M. C. Rusu1, R. C. Ciuluvică1, A. D. Vrapciu1, A. L. Chiriţă1, M. Predoiu1, N. Măru1
DOI: 10.5603/FM.a2019.0019
Pubmed: 30816551
Folia Morphol 2019;78(4):893-897.

Abstract

The sphenoidal tubercle (SphT), also known as pyramidal tubercle or infratemporal spine projects from the anterior end of the infratemporal crest of the greater sphenoidal wing. As it masquerades the lateral entrance in the pterygopalatine fossa it could obstruct surgical corridors or the access for anaesthetic punctures.

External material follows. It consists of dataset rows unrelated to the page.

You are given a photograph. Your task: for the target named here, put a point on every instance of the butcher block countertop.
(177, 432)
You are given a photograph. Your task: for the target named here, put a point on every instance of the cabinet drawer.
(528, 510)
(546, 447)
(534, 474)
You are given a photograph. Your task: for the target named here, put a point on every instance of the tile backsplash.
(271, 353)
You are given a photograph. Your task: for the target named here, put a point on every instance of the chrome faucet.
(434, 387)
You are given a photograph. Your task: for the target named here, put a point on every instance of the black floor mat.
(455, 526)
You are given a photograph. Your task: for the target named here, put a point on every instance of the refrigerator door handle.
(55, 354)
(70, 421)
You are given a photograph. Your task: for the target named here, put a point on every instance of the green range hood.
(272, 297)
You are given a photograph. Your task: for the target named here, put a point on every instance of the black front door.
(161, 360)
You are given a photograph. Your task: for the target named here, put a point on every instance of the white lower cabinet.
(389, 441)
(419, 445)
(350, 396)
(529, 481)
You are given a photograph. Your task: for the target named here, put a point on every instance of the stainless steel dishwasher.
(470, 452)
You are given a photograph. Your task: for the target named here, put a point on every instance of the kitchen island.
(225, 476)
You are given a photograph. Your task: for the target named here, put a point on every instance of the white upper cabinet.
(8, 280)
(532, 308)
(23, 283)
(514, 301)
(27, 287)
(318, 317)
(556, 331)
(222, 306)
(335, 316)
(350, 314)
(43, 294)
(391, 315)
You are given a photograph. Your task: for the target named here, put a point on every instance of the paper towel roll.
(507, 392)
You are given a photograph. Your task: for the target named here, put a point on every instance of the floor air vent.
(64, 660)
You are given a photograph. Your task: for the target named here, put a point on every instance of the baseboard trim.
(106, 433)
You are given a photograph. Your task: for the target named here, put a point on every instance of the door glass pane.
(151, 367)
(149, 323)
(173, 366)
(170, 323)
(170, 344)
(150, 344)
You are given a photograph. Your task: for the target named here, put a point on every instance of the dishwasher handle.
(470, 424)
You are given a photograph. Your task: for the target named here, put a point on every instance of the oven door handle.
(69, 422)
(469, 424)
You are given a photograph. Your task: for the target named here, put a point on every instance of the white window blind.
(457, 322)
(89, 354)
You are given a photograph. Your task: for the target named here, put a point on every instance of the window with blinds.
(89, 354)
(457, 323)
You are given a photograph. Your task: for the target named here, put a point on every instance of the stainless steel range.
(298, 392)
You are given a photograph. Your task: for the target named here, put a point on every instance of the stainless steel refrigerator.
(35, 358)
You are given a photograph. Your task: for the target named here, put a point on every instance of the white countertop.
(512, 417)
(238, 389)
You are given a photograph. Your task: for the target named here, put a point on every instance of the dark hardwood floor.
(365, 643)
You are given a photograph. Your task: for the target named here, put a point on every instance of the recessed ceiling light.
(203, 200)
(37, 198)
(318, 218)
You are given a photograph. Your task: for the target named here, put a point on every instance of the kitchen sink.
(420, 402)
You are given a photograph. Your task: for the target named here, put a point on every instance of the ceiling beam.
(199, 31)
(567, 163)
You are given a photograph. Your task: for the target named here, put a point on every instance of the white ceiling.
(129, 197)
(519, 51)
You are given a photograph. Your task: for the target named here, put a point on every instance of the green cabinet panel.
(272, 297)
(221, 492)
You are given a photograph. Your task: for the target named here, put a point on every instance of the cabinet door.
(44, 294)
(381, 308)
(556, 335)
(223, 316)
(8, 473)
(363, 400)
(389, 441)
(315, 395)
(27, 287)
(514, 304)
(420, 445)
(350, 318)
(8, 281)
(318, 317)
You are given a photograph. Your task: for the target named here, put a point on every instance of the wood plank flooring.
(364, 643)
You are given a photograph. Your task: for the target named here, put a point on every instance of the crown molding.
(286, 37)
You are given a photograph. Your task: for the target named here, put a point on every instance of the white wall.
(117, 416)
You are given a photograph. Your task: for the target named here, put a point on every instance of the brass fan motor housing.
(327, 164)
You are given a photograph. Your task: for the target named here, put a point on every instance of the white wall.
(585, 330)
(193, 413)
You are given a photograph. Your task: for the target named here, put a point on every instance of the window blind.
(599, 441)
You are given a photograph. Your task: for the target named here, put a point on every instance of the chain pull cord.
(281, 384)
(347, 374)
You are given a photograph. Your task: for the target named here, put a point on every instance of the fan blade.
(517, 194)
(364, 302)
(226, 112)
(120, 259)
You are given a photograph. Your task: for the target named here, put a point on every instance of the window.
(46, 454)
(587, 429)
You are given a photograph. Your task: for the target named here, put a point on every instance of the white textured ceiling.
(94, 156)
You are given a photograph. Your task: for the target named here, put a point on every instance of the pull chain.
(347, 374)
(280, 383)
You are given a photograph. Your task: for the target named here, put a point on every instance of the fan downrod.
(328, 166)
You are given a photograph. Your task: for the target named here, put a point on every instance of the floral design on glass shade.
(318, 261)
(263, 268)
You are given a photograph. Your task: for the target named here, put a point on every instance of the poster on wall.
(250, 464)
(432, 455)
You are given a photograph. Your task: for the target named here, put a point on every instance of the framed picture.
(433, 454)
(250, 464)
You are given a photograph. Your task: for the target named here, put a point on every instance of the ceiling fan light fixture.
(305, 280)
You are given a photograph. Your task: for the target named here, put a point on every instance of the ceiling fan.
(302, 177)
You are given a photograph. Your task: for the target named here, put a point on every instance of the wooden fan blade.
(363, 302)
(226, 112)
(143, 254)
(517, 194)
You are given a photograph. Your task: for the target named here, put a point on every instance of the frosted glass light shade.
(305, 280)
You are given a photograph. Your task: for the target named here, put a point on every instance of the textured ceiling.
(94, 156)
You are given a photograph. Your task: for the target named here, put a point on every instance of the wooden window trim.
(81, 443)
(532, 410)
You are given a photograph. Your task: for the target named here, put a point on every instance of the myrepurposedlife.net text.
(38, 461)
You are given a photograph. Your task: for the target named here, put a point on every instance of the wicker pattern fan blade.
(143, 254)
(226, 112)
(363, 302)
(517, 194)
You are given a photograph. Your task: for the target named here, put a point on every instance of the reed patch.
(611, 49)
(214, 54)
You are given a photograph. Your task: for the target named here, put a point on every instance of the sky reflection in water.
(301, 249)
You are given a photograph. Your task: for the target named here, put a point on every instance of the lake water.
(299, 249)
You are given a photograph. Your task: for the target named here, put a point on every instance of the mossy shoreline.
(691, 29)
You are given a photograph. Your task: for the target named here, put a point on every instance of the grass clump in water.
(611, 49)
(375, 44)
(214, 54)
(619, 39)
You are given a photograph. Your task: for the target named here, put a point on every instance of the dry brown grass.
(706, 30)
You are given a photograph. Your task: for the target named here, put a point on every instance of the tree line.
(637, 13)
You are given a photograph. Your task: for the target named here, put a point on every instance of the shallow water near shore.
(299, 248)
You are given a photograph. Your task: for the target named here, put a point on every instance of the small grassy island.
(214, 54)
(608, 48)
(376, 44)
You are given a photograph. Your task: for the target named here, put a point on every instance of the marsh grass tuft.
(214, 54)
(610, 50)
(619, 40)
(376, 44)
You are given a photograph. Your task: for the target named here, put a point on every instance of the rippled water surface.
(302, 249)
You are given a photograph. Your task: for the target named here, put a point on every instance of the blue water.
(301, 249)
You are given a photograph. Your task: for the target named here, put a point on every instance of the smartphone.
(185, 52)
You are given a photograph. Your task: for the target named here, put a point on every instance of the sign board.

The SphT is, however, an overlooked structure in the anatomical literature. During a routine cone beam computed tomography study in an adult male patient we found bilateral giant SphTs transforming the infratemporal surfaces of the greater wing into veritable pterygoid foveae. Moreover, on one side the SphT appeared bifid, with a main giant partition, of 9.17 mm vertical length, and a secondary laminar one. The opposite SphT had 14.80 mm. In our knowledge, such giant and bifid SphTs were not reported previously and are major obstacles if surgical access towards the pterygopalatine fossa and the skull base is intended.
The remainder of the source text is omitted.